Other than the multi-config specification, this class preserves all semantics of
Hugging Face’s DPO trainer under the hood.
Example:
# Based on the DPO tutorial notebook; one knob has list of values
base_dpo_config = RFDPOConfig(
model_adapter_name="default",
ref_adapter_name="reference",
force_use_ref_model=False,
loss_type="sigmoid",
beta=List([0.1,0.001]),
max_prompt_length=1024,
max_completion_length=1024,
max_length=2048,
per_device_train_batch_size=2,
gradient_accumulation_steps=4,
learning_rate=5e-6,
warmup_ratio=0.1,
weight_decay=0,
lr_scheduler_type="linear",
optim="adamw_8bit",
num_train_epochs=1,
logging_strategy="steps",
logging_steps=1,
bf16=True,
save_strategy="epoch",
)
Just like for SFT, you can specify an FSDP configuration for DPO too for larger LLMs that need cross-GPU partitioning (within a machine).
Example:
# From the DPO FSDP Lite notebook
base_dpo_config_lite = RFDPOConfig(
...
fsdp="full_shard auto_wrap",
fsdp_config={
"backward_prefetch": "backward_pre",
"forward_prefetch": True,
"use_orig_params": False,
"cpu_ram_efficient_loading": True,
"offload_params": False,
"sync_module_states": True,
"min_num_params": 1000000,
"limit_all_gathers": True,
"sharding_strategy": "FULL_SHARD",
"auto_wrap_policy": "TRANSFORMER_BASED_WRAP",
"activation_checkpointing":False
}
)
RFGRPOConfig
This is a wrapper around GRPOConfig in HF TRL.

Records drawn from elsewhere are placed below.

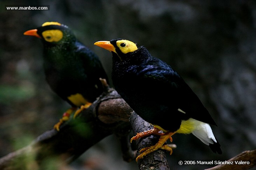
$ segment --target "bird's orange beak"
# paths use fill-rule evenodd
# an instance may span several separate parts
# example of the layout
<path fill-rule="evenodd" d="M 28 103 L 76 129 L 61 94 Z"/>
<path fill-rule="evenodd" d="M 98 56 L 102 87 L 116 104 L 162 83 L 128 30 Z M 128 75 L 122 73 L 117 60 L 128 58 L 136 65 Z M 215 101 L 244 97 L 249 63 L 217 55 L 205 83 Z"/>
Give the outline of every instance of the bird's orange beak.
<path fill-rule="evenodd" d="M 41 36 L 37 34 L 37 30 L 36 29 L 34 29 L 33 30 L 31 30 L 27 31 L 26 31 L 23 33 L 23 35 L 31 35 L 31 36 L 34 36 L 38 38 L 41 38 Z"/>
<path fill-rule="evenodd" d="M 115 47 L 108 41 L 100 41 L 94 43 L 94 45 L 109 50 L 110 52 L 113 51 L 116 53 Z"/>

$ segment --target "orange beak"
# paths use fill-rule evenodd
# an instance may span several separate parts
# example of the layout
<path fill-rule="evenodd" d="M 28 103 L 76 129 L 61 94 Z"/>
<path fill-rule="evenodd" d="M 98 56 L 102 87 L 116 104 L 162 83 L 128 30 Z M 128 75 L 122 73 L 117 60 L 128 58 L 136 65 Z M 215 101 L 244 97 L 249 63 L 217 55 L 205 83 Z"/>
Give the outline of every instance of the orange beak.
<path fill-rule="evenodd" d="M 110 43 L 110 41 L 97 41 L 94 43 L 94 45 L 108 50 L 110 52 L 113 51 L 116 53 L 115 47 Z"/>
<path fill-rule="evenodd" d="M 41 38 L 41 37 L 40 35 L 37 34 L 37 30 L 36 29 L 35 29 L 33 30 L 31 30 L 27 31 L 26 31 L 23 34 L 23 35 L 26 35 L 34 36 L 35 37 L 36 37 L 38 38 Z"/>

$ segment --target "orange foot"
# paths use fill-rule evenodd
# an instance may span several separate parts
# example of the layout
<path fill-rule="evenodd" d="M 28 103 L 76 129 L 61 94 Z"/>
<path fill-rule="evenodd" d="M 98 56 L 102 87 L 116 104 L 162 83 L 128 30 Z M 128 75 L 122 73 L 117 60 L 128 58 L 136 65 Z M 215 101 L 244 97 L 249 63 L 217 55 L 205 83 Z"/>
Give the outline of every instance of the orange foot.
<path fill-rule="evenodd" d="M 149 147 L 142 148 L 140 151 L 140 153 L 140 153 L 136 158 L 136 161 L 138 162 L 138 160 L 139 159 L 142 158 L 144 156 L 149 153 L 159 149 L 166 150 L 170 152 L 170 154 L 171 155 L 173 153 L 172 149 L 166 145 L 163 145 L 168 139 L 170 139 L 170 139 L 172 139 L 171 140 L 172 141 L 172 136 L 175 133 L 175 132 L 167 132 L 164 133 L 164 134 L 160 135 L 161 136 L 160 137 L 159 140 L 156 144 Z"/>
<path fill-rule="evenodd" d="M 92 103 L 90 103 L 90 102 L 88 102 L 84 105 L 81 106 L 81 107 L 80 107 L 80 108 L 76 111 L 76 112 L 75 112 L 75 114 L 74 114 L 74 116 L 73 116 L 73 118 L 76 118 L 76 117 L 77 117 L 77 116 L 81 112 L 84 110 L 86 109 L 87 108 L 90 107 L 90 106 L 91 105 L 91 104 Z"/>
<path fill-rule="evenodd" d="M 58 131 L 60 131 L 60 126 L 65 122 L 67 121 L 69 119 L 69 117 L 72 113 L 76 108 L 76 107 L 72 107 L 63 113 L 62 118 L 60 119 L 58 122 L 54 125 L 53 128 Z"/>
<path fill-rule="evenodd" d="M 133 140 L 136 140 L 141 138 L 145 137 L 150 135 L 157 135 L 159 136 L 162 136 L 165 133 L 159 133 L 159 131 L 161 130 L 159 129 L 154 127 L 153 129 L 145 132 L 137 133 L 136 136 L 132 138 L 130 142 L 131 143 Z M 171 142 L 172 142 L 173 139 L 172 138 L 171 136 L 170 137 L 169 139 L 170 140 L 170 141 Z"/>

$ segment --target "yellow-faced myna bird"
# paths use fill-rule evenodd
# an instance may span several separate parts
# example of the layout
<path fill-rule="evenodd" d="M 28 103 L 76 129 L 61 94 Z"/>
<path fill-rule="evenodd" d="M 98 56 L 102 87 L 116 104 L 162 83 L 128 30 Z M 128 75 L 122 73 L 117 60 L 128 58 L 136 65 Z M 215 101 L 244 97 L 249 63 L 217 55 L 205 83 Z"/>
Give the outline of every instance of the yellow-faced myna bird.
<path fill-rule="evenodd" d="M 137 134 L 133 140 L 151 135 L 161 136 L 154 145 L 143 149 L 136 161 L 158 149 L 172 152 L 163 145 L 176 133 L 192 133 L 221 154 L 220 145 L 209 124 L 216 124 L 196 95 L 166 63 L 152 56 L 143 46 L 119 39 L 95 45 L 111 52 L 112 79 L 122 97 L 154 129 Z M 164 133 L 158 133 L 161 130 Z"/>
<path fill-rule="evenodd" d="M 41 39 L 47 81 L 58 95 L 73 107 L 55 126 L 59 130 L 60 125 L 68 119 L 74 110 L 80 106 L 82 110 L 88 107 L 102 93 L 99 79 L 107 79 L 106 75 L 98 56 L 78 41 L 66 26 L 47 22 L 24 34 Z"/>

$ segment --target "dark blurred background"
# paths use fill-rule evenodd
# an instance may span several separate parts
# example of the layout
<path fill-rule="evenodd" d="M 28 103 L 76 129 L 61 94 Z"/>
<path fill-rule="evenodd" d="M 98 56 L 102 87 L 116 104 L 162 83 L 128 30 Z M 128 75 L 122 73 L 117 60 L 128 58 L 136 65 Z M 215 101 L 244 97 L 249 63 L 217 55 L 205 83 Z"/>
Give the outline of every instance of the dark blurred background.
<path fill-rule="evenodd" d="M 6 10 L 8 5 L 50 8 Z M 51 128 L 70 107 L 45 80 L 40 41 L 23 35 L 47 21 L 68 26 L 99 56 L 110 77 L 111 54 L 93 44 L 118 38 L 145 46 L 183 77 L 218 125 L 212 128 L 223 154 L 213 153 L 193 135 L 176 134 L 177 148 L 167 156 L 172 169 L 209 167 L 177 162 L 223 161 L 255 149 L 255 1 L 2 0 L 0 6 L 0 157 Z M 137 169 L 122 155 L 111 136 L 66 168 Z"/>

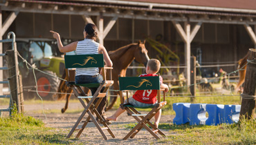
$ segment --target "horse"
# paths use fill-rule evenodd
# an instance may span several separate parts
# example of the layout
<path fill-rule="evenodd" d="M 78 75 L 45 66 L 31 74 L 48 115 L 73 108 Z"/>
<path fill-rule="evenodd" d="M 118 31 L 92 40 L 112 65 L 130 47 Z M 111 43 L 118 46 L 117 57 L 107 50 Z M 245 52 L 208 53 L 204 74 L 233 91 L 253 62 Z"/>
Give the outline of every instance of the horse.
<path fill-rule="evenodd" d="M 236 91 L 238 91 L 239 88 L 243 83 L 244 82 L 244 79 L 246 78 L 246 68 L 247 68 L 247 59 L 249 55 L 249 53 L 247 53 L 246 56 L 244 57 L 244 58 L 239 59 L 238 61 L 238 70 L 239 70 L 239 80 L 237 83 L 237 85 L 235 90 Z M 242 92 L 242 90 L 240 90 Z"/>
<path fill-rule="evenodd" d="M 128 66 L 135 59 L 138 62 L 143 64 L 145 66 L 147 66 L 149 57 L 147 55 L 147 50 L 145 46 L 144 42 L 139 41 L 138 43 L 130 44 L 127 46 L 118 48 L 116 50 L 109 52 L 109 55 L 113 63 L 112 79 L 114 81 L 113 84 L 113 90 L 119 90 L 118 75 L 120 77 L 126 76 L 126 71 Z M 107 72 L 107 79 L 109 79 L 111 77 L 109 72 Z M 62 75 L 62 78 L 67 80 L 67 75 L 66 71 Z M 57 99 L 62 99 L 66 97 L 65 106 L 62 108 L 62 113 L 64 113 L 68 107 L 68 101 L 73 92 L 72 89 L 65 85 L 64 81 L 61 81 L 58 87 L 59 93 L 62 93 L 55 95 Z M 84 93 L 89 93 L 89 90 L 84 88 Z M 66 94 L 68 94 L 66 95 Z M 119 95 L 119 91 L 114 91 L 115 95 Z M 111 109 L 117 99 L 117 97 L 111 97 L 110 99 L 110 104 L 106 108 L 106 110 Z"/>

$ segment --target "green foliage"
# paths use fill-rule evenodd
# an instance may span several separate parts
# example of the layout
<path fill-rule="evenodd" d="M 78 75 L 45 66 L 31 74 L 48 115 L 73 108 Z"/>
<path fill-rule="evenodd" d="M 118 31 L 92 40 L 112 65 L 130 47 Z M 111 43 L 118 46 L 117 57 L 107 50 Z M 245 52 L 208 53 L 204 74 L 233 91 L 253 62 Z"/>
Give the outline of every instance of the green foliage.
<path fill-rule="evenodd" d="M 36 119 L 30 116 L 24 116 L 21 113 L 18 113 L 15 106 L 12 110 L 12 115 L 7 118 L 0 118 L 0 127 L 10 127 L 13 126 L 43 126 L 44 123 L 39 119 Z"/>
<path fill-rule="evenodd" d="M 44 127 L 44 123 L 17 113 L 0 118 L 0 144 L 69 144 L 66 131 Z"/>

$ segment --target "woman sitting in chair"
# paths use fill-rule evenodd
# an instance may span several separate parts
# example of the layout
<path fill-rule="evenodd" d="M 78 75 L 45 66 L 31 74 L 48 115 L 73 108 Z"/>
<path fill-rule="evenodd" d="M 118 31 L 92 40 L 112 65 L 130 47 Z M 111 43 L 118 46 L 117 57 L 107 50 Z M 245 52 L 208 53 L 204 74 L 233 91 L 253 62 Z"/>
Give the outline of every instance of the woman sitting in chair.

The full signature and list of arguments are available on this page.
Again, the only difference here is that the individual arguments (knobs) can be List
valued or Range valued in RFGROConfig.
That is how you can specify a base set of knob combinations from which a config group can
be produced. Also read the Multi-Config Specification page.
Other than the multi-config specification, this class preserves all semantics of
Hugging Face’s GRPO trainer under the hood.
Example:
# Based on the GRPO tutorial notebook
RFGRPOConfig(
learning_rate=5e-6,
warmup_ratio=0.1,
weight_decay=0.1,
max_grad_norm=0.1,
adam_beta1=0.9,
adam_beta2=0.99,
lr_scheduler_type = "linear",
per_device_train_batch_size=4,
gradient_accumulation_steps=4,
num_generations=8,
optim ="adamw_8bit",
num_train_epochs=2,
max_prompt_length=1024,
max_completion_length=1024,
logging_steps=2,
eval_steps=5,
)
Note
As of this writing, out-of-the-box support for FSDP for GRPO is still in the works. Watch this space for updates.